A blurry frame from the dataset While this shouldn’t be the main reason our generative model failed, it’s plausible that it had a negative effect on the final performance (especially on the eyes because of all the blurry blinking and eye movement).
-
It needs more training. This one is hard to estimate. On the official repo it says:
In typical cases, 25000 kimg or more is needed to reach convergence, but the results are already quite reasonable around 5000 kimg. 1000 kimg is often enough for transfer learning, which tends to converge significantly faster
Considering that it took 4 GPU days to train to 1514 kimg, 25000 kimg is completely out of reach. However, we didn’t train from scratch, instead resuming training from the ffhq512 model2. As we have said before, we trained the model a bit more but without getting any improvements. It’s also true that during training the generator frequently got worse but improved later on, indicating that this is not a good criterion for deciding when to stop. So, does it need more training? I’m inclined to believe that it does but that it won’t make a huge difference anyway. It might also lead to mode collapse (this was already beginning to be a problem).
It’s also interesting to see what details the generator picked up. For instance, as we kept too much of the intro, it sometimes tries to imitate the opening credits that appear at the start of an episode (as you can see in one of the samples above). The pink background of some of the generated images is probably due to the pink walls of the house.
It also learned to imitate different periods of the show. Look at the following samples. Notice how the first one uses darker colors, has a less sharp outline and two black stripes at the sides.


Variants of that last image are common samples from the generator.



Occasionally it also produces background images. Here is one that looked especially nice.

Sometimes it mixes the features of different characters. With enough luck, it would produce a “custom” character.

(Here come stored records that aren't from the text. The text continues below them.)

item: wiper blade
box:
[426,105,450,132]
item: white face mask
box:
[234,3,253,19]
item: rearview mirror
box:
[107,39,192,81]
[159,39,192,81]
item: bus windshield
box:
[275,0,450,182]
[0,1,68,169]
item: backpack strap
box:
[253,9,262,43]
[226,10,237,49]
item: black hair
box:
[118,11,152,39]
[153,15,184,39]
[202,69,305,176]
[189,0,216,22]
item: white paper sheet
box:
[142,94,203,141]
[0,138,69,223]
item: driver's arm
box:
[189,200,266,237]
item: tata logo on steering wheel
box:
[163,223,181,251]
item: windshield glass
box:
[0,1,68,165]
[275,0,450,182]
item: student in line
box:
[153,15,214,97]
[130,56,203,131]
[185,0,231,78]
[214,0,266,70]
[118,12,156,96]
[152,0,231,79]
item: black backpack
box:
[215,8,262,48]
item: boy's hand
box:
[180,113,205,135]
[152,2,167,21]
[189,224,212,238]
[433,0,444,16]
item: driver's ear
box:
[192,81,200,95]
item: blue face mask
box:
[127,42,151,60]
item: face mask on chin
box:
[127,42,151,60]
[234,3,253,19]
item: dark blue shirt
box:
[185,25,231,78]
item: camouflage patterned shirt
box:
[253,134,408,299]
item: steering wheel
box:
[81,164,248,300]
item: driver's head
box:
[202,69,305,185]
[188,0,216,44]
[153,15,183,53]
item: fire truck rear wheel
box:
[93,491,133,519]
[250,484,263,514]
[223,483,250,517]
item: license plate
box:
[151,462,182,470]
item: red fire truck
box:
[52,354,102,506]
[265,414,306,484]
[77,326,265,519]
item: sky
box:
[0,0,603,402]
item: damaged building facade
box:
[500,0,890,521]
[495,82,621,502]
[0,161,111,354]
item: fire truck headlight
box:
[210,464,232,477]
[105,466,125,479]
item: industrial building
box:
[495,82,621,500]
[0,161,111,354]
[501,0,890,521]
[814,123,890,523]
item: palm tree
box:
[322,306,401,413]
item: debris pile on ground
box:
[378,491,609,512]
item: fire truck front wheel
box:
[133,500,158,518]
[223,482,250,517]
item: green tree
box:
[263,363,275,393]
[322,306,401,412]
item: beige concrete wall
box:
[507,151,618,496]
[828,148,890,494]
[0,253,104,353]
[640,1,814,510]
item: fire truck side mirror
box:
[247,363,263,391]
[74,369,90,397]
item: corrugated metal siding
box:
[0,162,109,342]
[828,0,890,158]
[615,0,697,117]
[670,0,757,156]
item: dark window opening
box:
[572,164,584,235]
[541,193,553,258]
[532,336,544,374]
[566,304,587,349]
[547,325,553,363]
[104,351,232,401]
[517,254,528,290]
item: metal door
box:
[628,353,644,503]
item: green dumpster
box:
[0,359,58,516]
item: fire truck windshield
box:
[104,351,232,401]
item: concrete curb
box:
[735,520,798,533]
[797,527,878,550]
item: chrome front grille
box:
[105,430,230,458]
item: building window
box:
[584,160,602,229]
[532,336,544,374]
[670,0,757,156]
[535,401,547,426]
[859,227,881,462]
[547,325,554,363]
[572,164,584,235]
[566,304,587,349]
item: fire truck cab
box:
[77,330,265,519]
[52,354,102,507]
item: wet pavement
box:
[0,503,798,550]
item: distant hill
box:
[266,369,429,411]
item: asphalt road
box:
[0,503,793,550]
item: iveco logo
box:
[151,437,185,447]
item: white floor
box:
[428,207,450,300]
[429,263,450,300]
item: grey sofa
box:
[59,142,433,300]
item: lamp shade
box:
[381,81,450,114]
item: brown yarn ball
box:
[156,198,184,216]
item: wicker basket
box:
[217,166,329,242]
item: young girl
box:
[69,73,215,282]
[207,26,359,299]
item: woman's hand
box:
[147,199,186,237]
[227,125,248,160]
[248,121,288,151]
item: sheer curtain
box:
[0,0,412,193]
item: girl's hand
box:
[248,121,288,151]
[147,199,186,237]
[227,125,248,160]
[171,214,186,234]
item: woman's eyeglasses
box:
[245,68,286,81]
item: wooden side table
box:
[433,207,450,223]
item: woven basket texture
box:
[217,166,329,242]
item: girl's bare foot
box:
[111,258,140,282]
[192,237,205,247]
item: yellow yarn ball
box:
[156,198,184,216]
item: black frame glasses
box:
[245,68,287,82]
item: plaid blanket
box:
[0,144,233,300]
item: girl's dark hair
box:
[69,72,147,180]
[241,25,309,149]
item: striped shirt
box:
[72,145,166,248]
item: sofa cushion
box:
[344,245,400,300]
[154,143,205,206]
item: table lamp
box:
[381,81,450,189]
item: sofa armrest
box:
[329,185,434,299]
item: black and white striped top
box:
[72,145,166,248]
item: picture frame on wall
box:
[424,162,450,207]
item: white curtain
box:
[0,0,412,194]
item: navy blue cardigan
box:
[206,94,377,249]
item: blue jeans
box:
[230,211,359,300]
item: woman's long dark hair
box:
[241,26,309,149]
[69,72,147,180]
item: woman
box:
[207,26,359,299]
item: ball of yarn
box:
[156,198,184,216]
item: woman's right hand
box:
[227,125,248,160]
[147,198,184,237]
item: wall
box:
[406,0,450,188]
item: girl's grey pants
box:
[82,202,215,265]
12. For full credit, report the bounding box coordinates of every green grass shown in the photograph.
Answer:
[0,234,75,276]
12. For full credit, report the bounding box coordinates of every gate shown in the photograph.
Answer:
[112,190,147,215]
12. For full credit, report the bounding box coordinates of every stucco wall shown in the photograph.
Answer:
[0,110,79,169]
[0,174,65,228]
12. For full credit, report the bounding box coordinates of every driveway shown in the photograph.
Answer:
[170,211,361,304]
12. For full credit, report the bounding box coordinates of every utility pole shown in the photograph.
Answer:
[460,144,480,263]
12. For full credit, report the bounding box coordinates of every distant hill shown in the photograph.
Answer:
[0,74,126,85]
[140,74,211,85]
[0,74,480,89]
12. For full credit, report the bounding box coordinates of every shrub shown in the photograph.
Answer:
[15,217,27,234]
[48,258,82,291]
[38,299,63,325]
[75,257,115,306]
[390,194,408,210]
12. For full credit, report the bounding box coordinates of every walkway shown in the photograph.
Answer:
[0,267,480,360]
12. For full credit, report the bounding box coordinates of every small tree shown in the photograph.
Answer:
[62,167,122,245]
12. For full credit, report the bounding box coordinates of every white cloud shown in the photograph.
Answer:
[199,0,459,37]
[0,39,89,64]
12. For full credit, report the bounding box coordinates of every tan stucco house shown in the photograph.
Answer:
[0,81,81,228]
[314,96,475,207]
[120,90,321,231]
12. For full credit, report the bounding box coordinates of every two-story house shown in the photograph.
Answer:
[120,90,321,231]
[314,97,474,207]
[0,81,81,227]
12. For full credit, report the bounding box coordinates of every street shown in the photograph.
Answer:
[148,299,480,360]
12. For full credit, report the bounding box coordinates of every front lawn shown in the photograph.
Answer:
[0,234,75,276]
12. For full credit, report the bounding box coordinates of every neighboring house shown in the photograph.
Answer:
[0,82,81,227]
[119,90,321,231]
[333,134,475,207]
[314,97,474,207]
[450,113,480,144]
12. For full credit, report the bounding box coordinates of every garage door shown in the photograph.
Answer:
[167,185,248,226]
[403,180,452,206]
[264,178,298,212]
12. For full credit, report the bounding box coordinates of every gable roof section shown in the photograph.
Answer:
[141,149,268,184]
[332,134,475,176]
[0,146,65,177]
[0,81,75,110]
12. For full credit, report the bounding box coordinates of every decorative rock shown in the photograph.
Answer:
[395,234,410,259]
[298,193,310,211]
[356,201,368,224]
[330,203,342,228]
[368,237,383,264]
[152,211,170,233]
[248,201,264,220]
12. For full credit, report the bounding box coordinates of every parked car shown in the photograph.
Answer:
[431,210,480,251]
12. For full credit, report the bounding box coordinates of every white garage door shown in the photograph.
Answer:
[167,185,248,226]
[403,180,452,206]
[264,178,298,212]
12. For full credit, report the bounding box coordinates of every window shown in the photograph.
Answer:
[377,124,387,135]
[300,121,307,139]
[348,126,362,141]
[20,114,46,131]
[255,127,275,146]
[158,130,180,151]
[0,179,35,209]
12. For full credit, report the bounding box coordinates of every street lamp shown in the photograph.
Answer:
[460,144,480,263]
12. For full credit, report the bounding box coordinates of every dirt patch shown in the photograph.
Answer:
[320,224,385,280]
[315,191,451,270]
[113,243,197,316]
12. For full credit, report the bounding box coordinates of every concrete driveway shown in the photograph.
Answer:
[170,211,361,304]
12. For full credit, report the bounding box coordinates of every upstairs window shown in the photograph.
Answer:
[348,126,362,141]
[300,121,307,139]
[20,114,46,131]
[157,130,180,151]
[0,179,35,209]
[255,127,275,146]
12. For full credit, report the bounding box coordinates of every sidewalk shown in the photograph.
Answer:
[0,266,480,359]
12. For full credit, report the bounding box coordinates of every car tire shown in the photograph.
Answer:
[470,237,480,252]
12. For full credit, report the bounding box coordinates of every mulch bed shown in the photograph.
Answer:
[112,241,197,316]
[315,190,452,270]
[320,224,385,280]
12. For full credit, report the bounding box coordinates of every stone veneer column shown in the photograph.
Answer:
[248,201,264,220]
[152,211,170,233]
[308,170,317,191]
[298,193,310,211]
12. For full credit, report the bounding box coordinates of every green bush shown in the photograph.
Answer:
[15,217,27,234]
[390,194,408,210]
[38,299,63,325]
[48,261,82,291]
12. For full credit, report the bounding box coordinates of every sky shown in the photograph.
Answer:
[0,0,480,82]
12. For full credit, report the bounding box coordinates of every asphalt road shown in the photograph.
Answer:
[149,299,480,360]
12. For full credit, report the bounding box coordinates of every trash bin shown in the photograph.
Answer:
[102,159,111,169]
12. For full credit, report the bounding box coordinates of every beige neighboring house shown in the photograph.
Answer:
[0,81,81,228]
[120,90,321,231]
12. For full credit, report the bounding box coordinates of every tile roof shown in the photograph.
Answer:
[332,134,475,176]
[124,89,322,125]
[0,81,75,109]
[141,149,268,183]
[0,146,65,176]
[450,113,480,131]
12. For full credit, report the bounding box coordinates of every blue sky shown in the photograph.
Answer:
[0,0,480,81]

Lastly here is a fun interpolation video 3
Autoencoders for videos. Maybe?
Generating frames is fun but what we truly want is to generate episodes. This would give us an infinite episode creator. You just run the program and get an episode with sound and everything. While that would be really interesting, that program is currently sitting quite comfortably in the science fiction realm. The technology is just not there yet.
Here is an idea for generating videos, not whole episodes, only short videos with a little bit of movement and no sound. First, we train an autoencoder on frames so that we get a low-dimensional representation. Then we split the episodes into continuous shots. With the trained autoencoder, we encode each frame of the sequence with it. This will be used as training data fed into some model for sequence generation.
It’s so simple that someone must have thought of it already. Is it going to work? Probably not.
We started training an autoencoder for this exact purpose. We grabbed this one and made some modifications to fit our needs. The original model works with 128x128 squares so we added some extra layers that combined each encoded patch into a 1024 vector. After around 12 hours of training, the performance stagnated and (as we were using a paid service) we ended up abandoning the idea. Here is how the reconstruction looked:


Why did it fail? Probably the network’s architecture (specifically the tweaks) was not good. Also, a latent representation of 1024 might be too small to represent the whole image with enough accuracy.
Footnotes
1: This is a bit of an oversimplification. Episodes might be shorter or using a different framerate. Also, credits or black frames do not count.
2: How much did transfer learning help, considering that the datasets are so different?
3: Created using script from dvschultz
References
- StyleGAN2-ADA — Official PyTorch implementation
- Making Anime Faces With StyleGAN. This post is filled with discussions, tricks and just interesting things in general. I wish I had seen it before I started training. It even recommends not using colab.